Novo radar começa a flagrar veículos barulhentos; veja como funciona
Entrou em operação no mês passado, na cidade de Curitiba (PR), um novo equipamento capaz de flagrar em foto e vídeo veículos que emitem ruído excessivo, as informações são do Portal UOL.
O “radar do barulho” foi instalado juntamente a um aparelho de fiscalização eletrônica de velocidade que já operava na Avenida Victor Ferreira do Amaral, no Bairro Tarumã da capital paranaense.
Contudo, o dispositivo ainda não pode gerar multas de trânsito, pois se trata de tecnologia inédita no Brasil.
Segundo a Prefeitura de Curitiba, o equipamento desenvolvido pela empresa Perkons em parceria com a Secretaria Municipal de Defesa Social e Trânsito precisa ser homologado pelo Inmetro (Instituto Nacional de Metrologia, Qualidade e Tecnologia).
Mesmo assim, as informações coletadas pelo aparelho vão ajudar na adoção de ações práticas para coibir o barulho excessivo na cidade, de acordo com a Prefeitura.
Os inimigos do sossego vão de motos com o silenciador do escapamento removido, adaptação conhecida como “só o cano”, até carros modificados para incrementar o ronco do motor – passando também por veículos cujo sistema de som toca música em alto volume.

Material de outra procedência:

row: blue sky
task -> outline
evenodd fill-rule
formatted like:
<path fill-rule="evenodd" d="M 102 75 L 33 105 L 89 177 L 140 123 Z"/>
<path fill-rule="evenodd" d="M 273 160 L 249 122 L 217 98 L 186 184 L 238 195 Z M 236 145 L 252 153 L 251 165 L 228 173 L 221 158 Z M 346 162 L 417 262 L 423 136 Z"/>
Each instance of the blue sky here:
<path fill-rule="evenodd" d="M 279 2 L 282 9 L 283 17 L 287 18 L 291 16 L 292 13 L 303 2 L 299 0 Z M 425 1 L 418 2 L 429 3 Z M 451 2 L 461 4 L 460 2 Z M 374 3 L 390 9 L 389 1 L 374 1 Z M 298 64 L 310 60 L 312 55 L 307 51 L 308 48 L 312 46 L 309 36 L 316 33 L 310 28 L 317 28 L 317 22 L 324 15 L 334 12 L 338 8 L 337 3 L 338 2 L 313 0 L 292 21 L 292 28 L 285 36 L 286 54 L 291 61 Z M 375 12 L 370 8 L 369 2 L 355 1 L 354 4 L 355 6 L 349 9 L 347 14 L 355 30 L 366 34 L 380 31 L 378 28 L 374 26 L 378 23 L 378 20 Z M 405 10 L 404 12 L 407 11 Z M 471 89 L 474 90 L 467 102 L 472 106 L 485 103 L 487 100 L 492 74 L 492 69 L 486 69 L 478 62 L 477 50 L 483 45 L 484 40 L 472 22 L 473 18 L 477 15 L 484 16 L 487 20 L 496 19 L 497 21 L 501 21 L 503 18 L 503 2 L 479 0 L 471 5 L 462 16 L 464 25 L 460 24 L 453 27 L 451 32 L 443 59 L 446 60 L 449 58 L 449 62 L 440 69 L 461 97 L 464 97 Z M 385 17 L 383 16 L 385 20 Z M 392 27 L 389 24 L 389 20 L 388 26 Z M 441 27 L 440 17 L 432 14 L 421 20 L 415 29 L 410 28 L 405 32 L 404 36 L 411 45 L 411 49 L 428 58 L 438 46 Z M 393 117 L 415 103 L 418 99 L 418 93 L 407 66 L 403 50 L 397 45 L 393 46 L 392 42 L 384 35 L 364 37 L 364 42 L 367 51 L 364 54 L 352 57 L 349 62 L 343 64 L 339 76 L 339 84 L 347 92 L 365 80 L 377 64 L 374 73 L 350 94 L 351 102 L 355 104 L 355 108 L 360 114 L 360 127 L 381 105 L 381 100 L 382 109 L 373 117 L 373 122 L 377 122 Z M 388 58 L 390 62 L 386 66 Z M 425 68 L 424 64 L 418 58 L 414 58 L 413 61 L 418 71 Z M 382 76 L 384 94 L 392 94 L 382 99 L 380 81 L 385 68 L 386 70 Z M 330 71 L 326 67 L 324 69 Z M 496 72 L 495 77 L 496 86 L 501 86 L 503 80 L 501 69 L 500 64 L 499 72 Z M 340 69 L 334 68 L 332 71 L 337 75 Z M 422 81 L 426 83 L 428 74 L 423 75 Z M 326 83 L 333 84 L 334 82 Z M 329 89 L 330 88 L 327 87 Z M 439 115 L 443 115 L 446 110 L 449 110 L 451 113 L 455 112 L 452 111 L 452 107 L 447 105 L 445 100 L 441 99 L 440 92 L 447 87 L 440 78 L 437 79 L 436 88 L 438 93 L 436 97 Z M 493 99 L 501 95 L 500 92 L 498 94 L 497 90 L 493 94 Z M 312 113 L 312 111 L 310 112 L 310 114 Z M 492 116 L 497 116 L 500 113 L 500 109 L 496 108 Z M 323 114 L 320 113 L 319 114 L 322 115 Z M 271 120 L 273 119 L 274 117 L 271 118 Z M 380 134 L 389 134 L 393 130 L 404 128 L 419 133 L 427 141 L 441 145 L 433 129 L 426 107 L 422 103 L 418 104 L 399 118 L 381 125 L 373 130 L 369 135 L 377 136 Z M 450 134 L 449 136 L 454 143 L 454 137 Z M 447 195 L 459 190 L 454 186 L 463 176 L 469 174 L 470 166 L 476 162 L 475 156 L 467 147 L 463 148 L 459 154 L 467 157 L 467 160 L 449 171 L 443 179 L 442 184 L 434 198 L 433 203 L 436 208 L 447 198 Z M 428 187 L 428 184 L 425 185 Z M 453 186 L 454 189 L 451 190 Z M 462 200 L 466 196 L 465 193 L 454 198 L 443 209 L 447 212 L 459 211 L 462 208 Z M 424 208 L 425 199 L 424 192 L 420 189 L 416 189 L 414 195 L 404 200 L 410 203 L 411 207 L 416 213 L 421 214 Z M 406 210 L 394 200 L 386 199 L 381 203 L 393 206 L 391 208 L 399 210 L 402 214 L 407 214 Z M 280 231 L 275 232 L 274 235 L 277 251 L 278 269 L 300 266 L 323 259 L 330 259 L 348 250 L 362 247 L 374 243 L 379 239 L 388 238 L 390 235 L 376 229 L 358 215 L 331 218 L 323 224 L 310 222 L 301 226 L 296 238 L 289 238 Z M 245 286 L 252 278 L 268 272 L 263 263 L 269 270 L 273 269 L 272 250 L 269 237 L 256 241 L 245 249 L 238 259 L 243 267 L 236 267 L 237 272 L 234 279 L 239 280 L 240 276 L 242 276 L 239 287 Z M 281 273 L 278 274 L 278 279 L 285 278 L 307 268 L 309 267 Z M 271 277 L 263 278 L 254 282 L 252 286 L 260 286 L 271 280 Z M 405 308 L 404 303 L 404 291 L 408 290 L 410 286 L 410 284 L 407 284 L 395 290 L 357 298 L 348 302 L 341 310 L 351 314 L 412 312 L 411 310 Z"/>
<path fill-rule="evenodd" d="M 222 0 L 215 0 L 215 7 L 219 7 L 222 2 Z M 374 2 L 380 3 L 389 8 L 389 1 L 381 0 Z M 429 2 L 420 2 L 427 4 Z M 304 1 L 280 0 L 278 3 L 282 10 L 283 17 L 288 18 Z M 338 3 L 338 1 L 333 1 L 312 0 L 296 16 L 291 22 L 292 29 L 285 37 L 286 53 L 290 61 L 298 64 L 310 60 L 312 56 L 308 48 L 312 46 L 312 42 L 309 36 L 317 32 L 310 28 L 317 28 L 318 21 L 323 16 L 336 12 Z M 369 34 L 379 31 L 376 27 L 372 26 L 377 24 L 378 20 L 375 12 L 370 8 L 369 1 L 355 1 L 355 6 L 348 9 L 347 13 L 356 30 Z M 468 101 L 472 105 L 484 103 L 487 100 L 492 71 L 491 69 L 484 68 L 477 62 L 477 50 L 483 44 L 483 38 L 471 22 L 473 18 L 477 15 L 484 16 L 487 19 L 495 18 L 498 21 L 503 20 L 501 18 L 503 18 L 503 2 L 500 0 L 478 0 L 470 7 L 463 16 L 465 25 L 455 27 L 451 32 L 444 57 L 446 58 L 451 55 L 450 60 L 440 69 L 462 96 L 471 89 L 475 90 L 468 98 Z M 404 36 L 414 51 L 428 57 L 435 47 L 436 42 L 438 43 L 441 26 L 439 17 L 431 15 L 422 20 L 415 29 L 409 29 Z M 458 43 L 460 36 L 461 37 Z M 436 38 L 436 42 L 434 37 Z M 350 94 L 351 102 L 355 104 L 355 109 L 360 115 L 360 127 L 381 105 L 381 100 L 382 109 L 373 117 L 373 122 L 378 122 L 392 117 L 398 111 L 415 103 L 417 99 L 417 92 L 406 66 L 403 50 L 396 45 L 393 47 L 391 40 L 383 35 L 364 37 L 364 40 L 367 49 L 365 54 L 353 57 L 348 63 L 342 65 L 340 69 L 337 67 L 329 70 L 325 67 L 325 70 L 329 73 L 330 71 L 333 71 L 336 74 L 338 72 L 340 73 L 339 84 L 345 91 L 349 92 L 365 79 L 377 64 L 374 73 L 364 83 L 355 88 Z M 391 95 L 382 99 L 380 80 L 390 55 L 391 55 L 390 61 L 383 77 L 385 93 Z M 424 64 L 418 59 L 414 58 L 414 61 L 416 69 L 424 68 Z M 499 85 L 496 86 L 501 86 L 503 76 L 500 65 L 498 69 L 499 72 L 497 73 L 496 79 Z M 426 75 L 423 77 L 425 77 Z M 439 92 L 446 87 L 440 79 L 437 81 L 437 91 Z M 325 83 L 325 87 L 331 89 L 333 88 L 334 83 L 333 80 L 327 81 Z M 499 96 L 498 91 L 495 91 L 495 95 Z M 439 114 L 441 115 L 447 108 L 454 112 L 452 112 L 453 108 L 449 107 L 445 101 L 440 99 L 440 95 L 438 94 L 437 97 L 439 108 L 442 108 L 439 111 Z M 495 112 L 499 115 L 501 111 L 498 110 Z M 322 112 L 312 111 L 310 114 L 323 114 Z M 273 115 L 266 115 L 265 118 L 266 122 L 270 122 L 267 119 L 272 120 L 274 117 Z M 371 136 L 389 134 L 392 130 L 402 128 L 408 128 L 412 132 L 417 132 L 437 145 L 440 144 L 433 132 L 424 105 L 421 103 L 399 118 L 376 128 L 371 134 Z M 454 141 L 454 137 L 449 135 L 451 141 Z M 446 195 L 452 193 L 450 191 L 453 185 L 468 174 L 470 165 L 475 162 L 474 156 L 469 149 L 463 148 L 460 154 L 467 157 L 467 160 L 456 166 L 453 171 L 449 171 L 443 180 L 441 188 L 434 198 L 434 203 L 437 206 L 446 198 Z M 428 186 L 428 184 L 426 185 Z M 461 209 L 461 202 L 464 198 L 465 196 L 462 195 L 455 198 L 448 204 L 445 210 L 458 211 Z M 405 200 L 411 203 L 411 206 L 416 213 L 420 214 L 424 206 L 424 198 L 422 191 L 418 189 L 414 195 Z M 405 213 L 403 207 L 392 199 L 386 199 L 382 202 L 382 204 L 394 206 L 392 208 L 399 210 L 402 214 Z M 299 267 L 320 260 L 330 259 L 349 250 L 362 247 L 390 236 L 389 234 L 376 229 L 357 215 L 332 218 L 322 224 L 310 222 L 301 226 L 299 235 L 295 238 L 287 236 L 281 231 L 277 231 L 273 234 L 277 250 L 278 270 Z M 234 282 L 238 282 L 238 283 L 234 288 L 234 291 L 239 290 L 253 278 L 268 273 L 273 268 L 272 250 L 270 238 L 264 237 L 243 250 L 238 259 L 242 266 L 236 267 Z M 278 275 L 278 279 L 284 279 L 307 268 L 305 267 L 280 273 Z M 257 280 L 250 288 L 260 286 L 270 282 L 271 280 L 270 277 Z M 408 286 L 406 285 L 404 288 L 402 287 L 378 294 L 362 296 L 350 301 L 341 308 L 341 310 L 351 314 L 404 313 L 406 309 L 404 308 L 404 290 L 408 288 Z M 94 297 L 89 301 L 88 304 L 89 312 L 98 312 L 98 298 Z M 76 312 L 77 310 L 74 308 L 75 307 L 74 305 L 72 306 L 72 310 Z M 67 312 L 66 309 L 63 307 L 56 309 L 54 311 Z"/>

“Com base nas informações de perfil comportamental destes motoristas, vamos conseguir identificar o horário de maior incidência e o tipo de veículo para que possamos atuar com blitze educativas e também com a fiscalização”, informa Rosangela Battistella, superintendente de Trânsito de Curitiba.
Como funciona o ‘radar do barulho’
O novo dispositivo foi montado na mesma estrutura de um radar de velocidade, esquipado com tecnologia capaz de identificar placas veiculares.
Segundo a Prefeitura de Curitiba, o aparelho antirruídos está ajustado para captar imagens e sons de veículos que emitam sons acima de 90 decibéis.
Esse limite foi arbitrado pela administração do município para viabilizar as operações experimentais, já que a fiscalização eletrônica de ruídos veiculares não depende apenas de homologação pelo Inmetro – ela deve ser precedida pela regulamentação de órgãos como o Contran (Conselho Nacional de Trânsito) e o Conama (Conselho Nacional do Meio Ambiente).